The problem is that this would mess up the JSDoc documentation site, which is quite nice, but the whole module:Orbit~Whatever is JSDoc syntax which doesn't hold any type meaning but rather is just a way to structure the documentation (or that's my understanding).

The solution: hand-made declarations

What I did to generate typings is to directly define the interfaces and types one for one after generating the declaration files. This was quite painstakingly slow but once done it works nicely. See my fork or orbit which adds a types folder which is referenced from package.json to get the types from there.

An example of use in TS:

const ipfs = await createIPFS()
const orbitdb = await createOrbitDB({ ipfs: ipfs })
const docstore =
        await this.orbitdb.open(
          "test",
          {
            Database: Documents<{ user: string, age: number }, "user"> ({ indexBy: "user" })
          })

The type of docstore would be

const docstore: Documents<{
    user: string;
    age: number;
}, "user">

So now all operations on the document are correctly typed hence passing data that doesn't fit the described document would fail on compile time, i.e:

await docstore.put({ user: "alice", age: 24 }) // works as expected
await docstore.put({ username: "alice", age: 24 }) 
/* Fails with Argument of type '{ username: string; age: number; }' 
is not assignable to parameter of type '{ user: string; age: number; }'.
*/

Why this should be the implemented solution going forward

This works perfectly and IMO should be the way to give TS support to orbitdb until some rewrite in TS is done at some point. I understand this last point might be controversial since the rewrite would be quite vast and maybe the main contributors prefer JS. I am not going to get into a debate over this, as long as someone is willing to do as I did here no rewrite is necessary.

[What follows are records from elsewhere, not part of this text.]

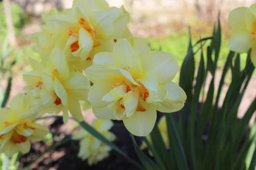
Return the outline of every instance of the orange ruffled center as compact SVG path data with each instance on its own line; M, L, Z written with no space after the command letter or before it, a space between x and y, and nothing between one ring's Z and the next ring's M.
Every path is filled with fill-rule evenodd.
M85 30L89 32L92 36L93 39L93 47L97 47L97 46L101 45L100 42L96 38L96 32L95 31L93 30L90 26L89 23L83 18L81 18L79 21L78 23L80 26L83 27ZM76 37L79 37L79 34L78 31L74 31L73 30L70 30L69 36L73 36ZM70 45L70 49L72 52L76 51L79 48L79 41L77 40L75 41ZM91 60L92 59L90 56L89 56L87 59L87 60Z

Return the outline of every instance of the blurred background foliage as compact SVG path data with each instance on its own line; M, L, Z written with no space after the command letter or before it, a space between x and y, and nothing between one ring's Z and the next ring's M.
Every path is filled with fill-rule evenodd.
M33 42L29 37L32 33L40 31L41 25L43 23L41 15L47 13L53 7L57 7L60 10L70 7L72 0L10 1L17 40L15 50L10 55L17 58L17 64L14 68L14 73L20 74L30 69L27 68L27 57L29 56L37 57L37 54L31 49ZM221 5L221 1L224 1L225 3L225 1L227 0L206 0L204 3L198 2L197 0L107 1L111 6L119 6L124 4L131 14L129 26L134 34L147 37L147 41L152 49L161 49L172 53L177 58L180 66L186 55L185 49L187 48L189 26L191 28L193 40L195 40L195 41L198 40L200 36L205 37L210 35L213 23L217 18L218 10L220 9L223 23L222 48L223 53L224 54L229 50L227 40L231 34L226 21L229 9L231 10L233 7L242 5L241 3L246 5L246 3L248 3L247 1L242 3L236 1L236 3L232 3L232 6L224 10L218 9L218 5ZM145 6L142 6L143 3ZM1 40L3 40L7 33L3 4L2 2L0 2L0 39ZM156 8L154 8L156 6ZM3 41L0 41L0 43L2 43ZM224 56L225 55L221 55L218 64L220 67L224 64ZM197 65L199 59L200 57L195 58ZM176 77L176 82L177 80L178 77Z
M41 15L49 12L53 7L61 11L71 7L72 0L8 0L10 2L12 22L16 39L15 50L8 54L7 58L15 60L16 63L12 68L14 75L18 78L15 80L21 85L14 88L22 91L24 82L21 76L31 68L28 63L29 56L34 58L38 57L31 47L34 44L30 38L33 33L40 31L43 21ZM216 83L220 79L220 72L218 69L223 68L226 56L229 51L228 40L232 31L227 23L229 12L239 6L247 6L255 3L253 0L107 0L111 6L120 7L124 4L130 13L131 20L129 27L135 36L145 38L152 50L162 50L172 54L177 60L179 67L186 54L189 41L188 28L190 27L192 36L192 43L200 37L209 37L212 34L212 28L217 20L218 11L220 14L222 30L222 50L217 63ZM4 12L3 2L0 0L0 46L7 33L6 18ZM207 41L204 45L209 45ZM204 49L204 51L206 51ZM204 54L206 59L206 54ZM245 66L246 54L242 54L240 57L240 68ZM200 56L199 53L195 57L195 66L199 66ZM255 75L255 73L253 75ZM219 76L218 76L220 74ZM177 74L174 81L178 83L180 74ZM225 85L229 85L231 82L231 74L227 73L228 78ZM256 81L252 79L252 81ZM14 83L15 84L15 83ZM208 84L209 84L209 82ZM247 103L252 101L256 90L252 89L253 86L249 85L248 90L251 92L248 97L245 94L242 106L249 106ZM226 86L225 86L226 87ZM225 87L224 88L225 88ZM17 91L18 93L20 91ZM16 93L16 94L17 93ZM216 94L215 93L216 96ZM246 108L241 107L241 112ZM243 113L241 113L241 116Z

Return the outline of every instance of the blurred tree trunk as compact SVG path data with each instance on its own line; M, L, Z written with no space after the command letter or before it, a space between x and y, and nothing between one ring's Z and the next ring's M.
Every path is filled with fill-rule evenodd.
M9 43L11 45L16 45L16 38L15 36L14 27L12 23L12 10L9 0L3 0L3 8L4 13L6 16L6 26L8 31Z

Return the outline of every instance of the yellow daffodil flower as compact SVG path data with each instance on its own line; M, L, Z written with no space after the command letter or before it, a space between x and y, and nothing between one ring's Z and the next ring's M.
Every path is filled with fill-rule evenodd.
M159 122L158 122L157 126L158 126L158 128L159 129L159 130L161 133L161 135L163 138L163 142L164 142L166 146L168 147L169 146L169 139L168 138L168 133L167 132L167 127L166 126L166 116L163 116L159 120ZM147 135L146 137L149 141L149 142L152 144L151 138L150 137L149 135ZM147 144L145 142L143 141L140 146L140 149L143 150L147 147ZM151 151L149 151L149 154L151 156L153 156L153 154Z
M54 47L64 50L69 65L80 72L91 65L96 54L111 51L118 38L131 35L128 13L105 0L75 0L72 8L54 11L44 16L46 24L33 36L38 44L33 49L47 56Z
M10 102L10 108L0 108L0 153L12 156L18 151L26 153L31 140L43 139L48 132L35 122L37 114L30 108L32 95L19 94Z
M28 85L24 88L32 92L47 111L63 112L67 121L68 111L79 121L83 120L79 100L86 101L90 82L81 73L71 72L63 51L54 48L45 65L30 59L33 71L24 74ZM38 102L40 103L40 102Z
M110 120L96 119L92 126L111 142L116 139L113 133L109 132L113 124ZM84 129L81 129L72 136L74 140L80 140L78 157L82 160L87 159L88 164L96 164L109 155L111 148L90 134Z
M184 91L172 82L178 67L171 54L150 51L140 38L120 39L113 53L97 54L85 71L94 83L88 98L93 113L98 119L122 120L134 135L147 135L157 110L174 112L184 106Z
M256 65L256 4L232 10L228 22L235 32L230 40L230 48L241 53L247 53L251 48L251 60Z

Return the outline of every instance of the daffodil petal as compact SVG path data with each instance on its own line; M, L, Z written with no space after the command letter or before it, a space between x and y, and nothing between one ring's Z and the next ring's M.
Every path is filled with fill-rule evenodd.
M250 33L239 32L235 33L230 38L229 47L234 51L247 53L253 44L253 37Z
M111 120L98 120L95 126L97 127L97 130L100 133L108 131L113 125Z
M116 119L112 111L107 107L103 108L93 106L93 112L95 116L100 119Z
M255 48L252 49L250 59L253 65L256 66L256 48Z
M115 38L121 37L126 30L128 18L124 14L121 14L113 22L113 36Z
M141 38L132 37L126 39L137 55L150 51L146 41Z
M70 72L67 60L63 52L59 49L54 48L51 53L51 57L54 67L57 70L57 74L62 80L66 80L69 77Z
M247 7L239 7L233 9L230 13L228 23L234 31L246 30L245 14L247 9Z
M7 127L7 128L6 128L5 129L2 130L1 132L0 132L0 135L6 134L8 132L10 132L11 130L13 130L13 128L15 128L18 124L18 123L15 123Z
M131 45L125 39L118 40L113 48L113 62L119 68L128 67L129 71L140 74L141 64Z
M96 54L94 56L93 62L93 65L108 64L113 63L113 54L109 52L103 52Z
M67 123L68 120L68 110L67 108L64 108L62 112L63 112L63 122Z
M115 44L115 42L114 41L113 37L111 37L108 39L99 38L99 39L97 39L97 40L99 40L101 45L94 47L92 51L92 54L94 53L94 54L96 54L102 52L112 52L113 47ZM92 55L92 56L93 56L93 55Z
M178 62L171 54L163 51L150 51L139 56L143 72L155 72L159 84L170 82L178 71Z
M41 71L43 70L44 66L42 64L30 57L29 57L28 59L33 70Z
M94 24L97 37L102 39L107 39L112 35L114 31L112 21L105 12L102 11L92 12L90 18L92 21L99 21Z
M135 82L135 81L134 79L133 78L131 75L130 72L126 71L125 69L122 68L114 68L112 69L112 71L113 71L114 72L115 72L117 74L118 73L119 71L120 71L121 73L127 79L128 79L129 81L131 81L133 84L135 85L137 85L140 86L140 85L137 82Z
M25 94L20 94L16 95L10 102L9 107L15 111L21 111L25 103Z
M29 141L28 140L24 142L17 144L16 146L19 150L23 153L26 153L30 150L31 144Z
M64 83L66 89L73 90L88 90L90 87L88 79L82 73L73 72L70 78Z
M82 48L79 55L82 60L85 61L90 57L90 51L93 47L93 40L90 33L81 28L79 30L79 48L81 46L81 48ZM75 56L75 53L76 52L73 53Z
M88 94L88 101L94 107L104 108L108 103L102 100L104 96L112 89L113 85L108 79L96 82L90 88Z
M253 8L252 7L252 9L253 9ZM248 8L245 12L244 20L245 20L245 23L246 24L246 31L249 32L254 32L255 31L255 20L256 20L256 17L253 13L251 10L250 9L250 8ZM239 16L238 18L240 17Z
M253 4L251 6L250 6L250 7L249 7L249 9L250 9L250 11L253 14L254 16L256 17L256 4L254 3L254 4Z
M61 100L62 105L67 105L67 96L65 88L57 78L55 77L53 82L53 87L55 93Z
M44 105L47 108L49 108L54 105L57 98L53 91L48 91L44 86L41 91L40 97Z
M27 83L39 82L41 81L41 74L38 71L26 72L23 74L23 79Z
M67 108L71 115L79 122L84 120L79 101L72 95L68 96Z
M164 113L172 113L177 111L183 108L186 96L185 92L178 85L171 82L165 85L168 96L161 106L155 105L158 110Z
M8 122L9 120L12 120L15 118L15 117L16 117L15 115L15 112L14 110L6 108L0 108L0 116L1 116L0 129L3 129L5 127L5 122Z
M125 126L133 135L145 136L151 132L157 119L157 111L148 104L143 106L146 110L135 112L130 118L123 120Z
M52 91L53 90L53 80L51 76L43 72L42 74L42 81L48 91Z
M84 74L93 83L102 79L112 76L112 69L116 68L113 64L104 65L92 65L84 71Z
M147 71L144 74L144 77L143 79L138 79L138 81L148 90L153 91L157 91L157 77L154 72Z
M131 91L127 92L126 96L124 98L124 106L125 108L127 117L129 117L132 115L136 110L140 95L140 87L137 87L134 91Z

I plan to do a PR so my fork with types is merged into main and orbitdb can be used in conjunction with TS. Only left writing some documentation and that's it.
What I would say should be a non-negotiable is to include typings along with the @orbit/core package and not as a separate package. Since most of the changes that are going to happen from here on the near future won't be many I think keeping parity between types and JS source is very feasible.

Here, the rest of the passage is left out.